Confusion prevailed for hours in the run up to Thursday’s auction of Gandhi memorabilia as a throng of journalists gathered at the East 57th Street headquarters of Antiquorum Auctioneers handling the sale.
But shortly after 1 p.m., the auctioneers’ chairman, Robert Maron, said that despite some news reports that Los Angeles collector James Otis had decided to pull out, the auction would proceed.
“There is a lot of propaganda because the Indian government is trying to get this item,” Maron was quoted as saying by the New York Times. “The consigner has not pulled the item. The auction is not going to stop. In two hours, we’ll know the outcome,” he said.
But around 2:30 p.m., Ravi Batra, a lawyer who said he was representing the owner, Otis, a peace activist, pro bono, entered the auction house, and announced that Otis was trying to halt the sale. Within an hour, Batra was booted from the auction house by employees, the Times said.

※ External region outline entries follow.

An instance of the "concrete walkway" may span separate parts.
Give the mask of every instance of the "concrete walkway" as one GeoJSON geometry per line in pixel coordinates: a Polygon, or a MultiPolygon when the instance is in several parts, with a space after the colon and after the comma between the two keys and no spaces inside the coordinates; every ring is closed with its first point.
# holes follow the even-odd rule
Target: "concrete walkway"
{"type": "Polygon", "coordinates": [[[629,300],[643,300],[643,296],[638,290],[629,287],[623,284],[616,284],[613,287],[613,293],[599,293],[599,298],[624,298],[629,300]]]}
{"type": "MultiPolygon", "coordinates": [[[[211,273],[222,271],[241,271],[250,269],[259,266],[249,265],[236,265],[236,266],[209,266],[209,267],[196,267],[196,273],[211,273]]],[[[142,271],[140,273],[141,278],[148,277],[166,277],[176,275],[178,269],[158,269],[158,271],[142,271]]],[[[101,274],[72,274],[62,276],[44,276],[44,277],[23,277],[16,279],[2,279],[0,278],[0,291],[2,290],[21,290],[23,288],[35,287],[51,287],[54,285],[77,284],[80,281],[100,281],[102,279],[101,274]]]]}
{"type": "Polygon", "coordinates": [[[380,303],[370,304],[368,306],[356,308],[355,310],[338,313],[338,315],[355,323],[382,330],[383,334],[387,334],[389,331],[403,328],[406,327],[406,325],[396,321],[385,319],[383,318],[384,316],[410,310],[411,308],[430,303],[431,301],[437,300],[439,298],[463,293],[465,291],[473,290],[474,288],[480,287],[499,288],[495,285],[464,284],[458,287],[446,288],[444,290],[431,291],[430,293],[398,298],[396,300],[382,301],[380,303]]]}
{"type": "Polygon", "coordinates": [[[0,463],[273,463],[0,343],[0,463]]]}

“Escorting me off the premises is the same as escorting James Otis and his wishes off the premises,” he said as he was leaving. He criticised the auction house for trying to make money on “the altar of Gandhi’s legacy.” Batra said: “The right to sell belongs solely and singularly to James Otis and not to Antiquorum.”

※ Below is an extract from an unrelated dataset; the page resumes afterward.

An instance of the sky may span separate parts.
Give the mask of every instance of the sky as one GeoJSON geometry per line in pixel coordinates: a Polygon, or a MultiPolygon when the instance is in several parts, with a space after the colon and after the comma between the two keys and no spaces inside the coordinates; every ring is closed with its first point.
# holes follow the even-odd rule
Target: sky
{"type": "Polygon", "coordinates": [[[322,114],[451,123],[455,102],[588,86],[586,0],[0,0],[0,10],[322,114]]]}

Robert Maron, the chairman of the auction house, declined to comment on Otis’s last-minute change of heart. “We fully complied with the consigner’s wishes,” he said, referring to Otis. “We now have a fiduciary obligation to the buyer.”

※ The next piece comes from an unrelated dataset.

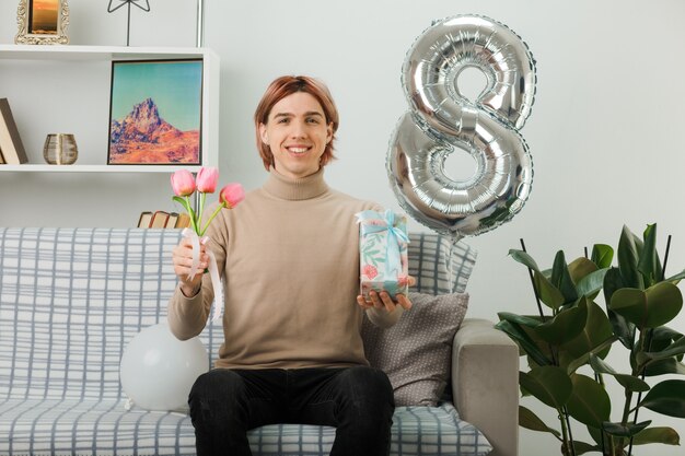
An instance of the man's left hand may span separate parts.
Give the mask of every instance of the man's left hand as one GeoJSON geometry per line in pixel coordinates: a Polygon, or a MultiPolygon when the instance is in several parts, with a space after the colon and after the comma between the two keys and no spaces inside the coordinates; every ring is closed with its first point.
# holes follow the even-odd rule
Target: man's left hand
{"type": "MultiPolygon", "coordinates": [[[[416,283],[416,279],[414,277],[408,278],[409,287],[413,287],[416,283]]],[[[402,306],[405,311],[411,308],[411,301],[404,295],[397,294],[395,295],[395,300],[392,299],[390,293],[386,291],[376,292],[375,290],[371,290],[369,292],[369,300],[365,300],[363,295],[357,296],[357,303],[365,311],[371,307],[375,308],[385,308],[387,312],[394,312],[397,305],[402,306]]]]}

The auction house argued that it was too late for Otis to withdraw from the sale. “Anyone who consigns an item for sale has entered a legally binding agreement to put that item up for sale,” said Julien Schaerer, an official at the auction house. Asked if Otis had tried to pull the items out of the auction, Schaerer declined to comment.
Before the auction began, about 40 bidders had registered, from Australia, Germany, Austria, India, Canada and the US, among other countries. In comparison, there were only six registered bidders in October for a watch belonging to Albert Einstein, which sold for almost $600,000.